受動

 なにやら外が騒がしい。


 目を開けようにも、まぶたが重くて目が開かない。

 例えるなら、そう、生前にじいちゃんが騙されて買わされた磁石入りの敷布団のようだ。


「――ちゃーん。いないの?」


 ん? おばちゃんの声だ。あいかわらず声量がすごい。


「しのぶちゃん、起きなって! ちょっと大変なんだから~」


 勢いよく更衣室のドアが開き、私はカッと目を見開いた。

 それに合わせて、簡易ベットから落ちそうになる。


「おお……おばちゃん、朝からどうしたの?」


 勢いよく飛び起きたら心臓はバクバク、体には震えが。見慣れたおばちゃんの顔が二重に見える。


「あんた、何か聞いてない?」


「何を?」


 おばちゃんは呆れた様子で、はぁと息を吐いた。


「夜逃げですってよ、夜逃げ! 店長、夜逃げしちゃったのよ」


「はあ?」


 いったい、この人は朝から何を言っているのだろう。

 気の弱そうな、あの店長が夜逃げ? 


「ボーっとしてないで外出て見てごらんなさいよ。他の子たちや、お客さんも困ってるんだから」


 おばちゃんに促され、私はサンダルを履いて更衣室を出た。

 薄暗く長い通路を通り、出入り口へ向かうと、同じバイト仲間や常連客、昨日来たばかりのお客さんも建物の外に集まっている。


 急いで外に出ようとしたが、出入り口前にはご丁寧にトラロープが張ってある。

 それをまたいで、皆の目線が集中している入り口のドアに目を向けると、A4サイズの張り紙に目を奪われた。


『本日をもって閉店いたします。長らくのごあいこ、誠にありがとうございました。インターネットカフェ ネコチャーン』


 いまだに、少々恥ずかしさも残る店名だが、手書きで最後に『店長』と書いてある。なるほど、ご愛顧の漢字が書けなかったのか。そういうところは店長らしいなと思った。


 そして、張り紙の隅っこには当店のマスコット、猫山万蔵。

 ベロのはみ出た化け猫……可愛らしいネコちゃんは店長がパソコンで描いたもの。異常に長いシッポとヒゲが絶妙な愛嬌を思わせる。


 ――なんて、頭の中で言ってみたけど、まわりの騒がしさで現実に戻される。


 バイト仲間のやっちゃん、たしか夜勤明け。さっき起こしに来てくれたおばちゃんは早朝の清掃担当。入ったばかりの新人ふたりは呆然としている。

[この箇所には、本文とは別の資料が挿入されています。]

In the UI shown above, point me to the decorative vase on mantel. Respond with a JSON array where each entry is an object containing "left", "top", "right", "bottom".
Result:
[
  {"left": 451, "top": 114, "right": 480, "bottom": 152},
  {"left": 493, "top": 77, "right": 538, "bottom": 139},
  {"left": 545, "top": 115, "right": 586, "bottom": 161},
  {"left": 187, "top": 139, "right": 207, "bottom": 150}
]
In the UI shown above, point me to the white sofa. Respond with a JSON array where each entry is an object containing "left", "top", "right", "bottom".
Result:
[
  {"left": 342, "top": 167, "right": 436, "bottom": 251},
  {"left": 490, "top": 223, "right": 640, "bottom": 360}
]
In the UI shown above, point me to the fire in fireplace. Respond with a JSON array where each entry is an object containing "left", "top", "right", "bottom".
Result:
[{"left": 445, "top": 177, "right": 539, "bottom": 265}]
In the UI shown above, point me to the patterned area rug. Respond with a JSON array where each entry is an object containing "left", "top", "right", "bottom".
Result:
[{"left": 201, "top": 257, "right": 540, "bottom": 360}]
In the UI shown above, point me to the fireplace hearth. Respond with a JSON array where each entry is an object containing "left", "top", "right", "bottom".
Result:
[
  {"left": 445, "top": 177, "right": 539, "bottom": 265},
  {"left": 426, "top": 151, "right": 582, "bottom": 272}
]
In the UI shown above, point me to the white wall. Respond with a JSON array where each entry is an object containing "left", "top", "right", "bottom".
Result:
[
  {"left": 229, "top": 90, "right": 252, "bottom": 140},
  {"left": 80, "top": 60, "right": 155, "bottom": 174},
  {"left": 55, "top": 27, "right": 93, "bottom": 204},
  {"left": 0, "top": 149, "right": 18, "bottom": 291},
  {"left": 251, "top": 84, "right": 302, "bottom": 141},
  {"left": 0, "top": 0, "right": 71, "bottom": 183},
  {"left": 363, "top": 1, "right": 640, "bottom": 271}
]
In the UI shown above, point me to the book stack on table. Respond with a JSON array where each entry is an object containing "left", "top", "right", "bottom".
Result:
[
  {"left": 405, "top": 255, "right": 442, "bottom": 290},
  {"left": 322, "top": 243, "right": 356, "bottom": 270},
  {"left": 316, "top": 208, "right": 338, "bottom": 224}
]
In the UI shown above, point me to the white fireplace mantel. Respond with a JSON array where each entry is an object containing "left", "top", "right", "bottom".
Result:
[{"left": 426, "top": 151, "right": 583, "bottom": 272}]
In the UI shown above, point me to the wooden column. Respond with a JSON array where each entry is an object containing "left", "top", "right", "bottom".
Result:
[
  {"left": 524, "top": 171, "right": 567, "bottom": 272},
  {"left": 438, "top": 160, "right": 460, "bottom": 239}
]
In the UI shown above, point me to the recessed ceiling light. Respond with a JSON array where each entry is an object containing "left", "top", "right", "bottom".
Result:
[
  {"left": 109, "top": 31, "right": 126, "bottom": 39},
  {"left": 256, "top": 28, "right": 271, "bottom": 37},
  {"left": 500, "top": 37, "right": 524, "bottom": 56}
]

 常連の大学生は、専門書に目を落としながらも、しきりにこちらを気にしている。サラリーマン風の男性は、月に一回訪れてはマナーの悪い客をとっちめる、言わばマナー通。従業員の間で話題に上がるその人が、ちょうど今日来るなんて誰も思いもしなかっただろう。


 目を凝らして見ていると、騒いでいるのはこちらの関係者というより、外部の人たちではないだろうか? 近所の飲み屋で働くお姉さん(最近来てくれる)や、斜め向かいの会社の受付の人(常連)もいる。


 朝の6時過ぎにこれだけの人だかり。通勤通学と思われる複数の通行人が何事かと足を止め、のぞき込んだり話かけたりしている。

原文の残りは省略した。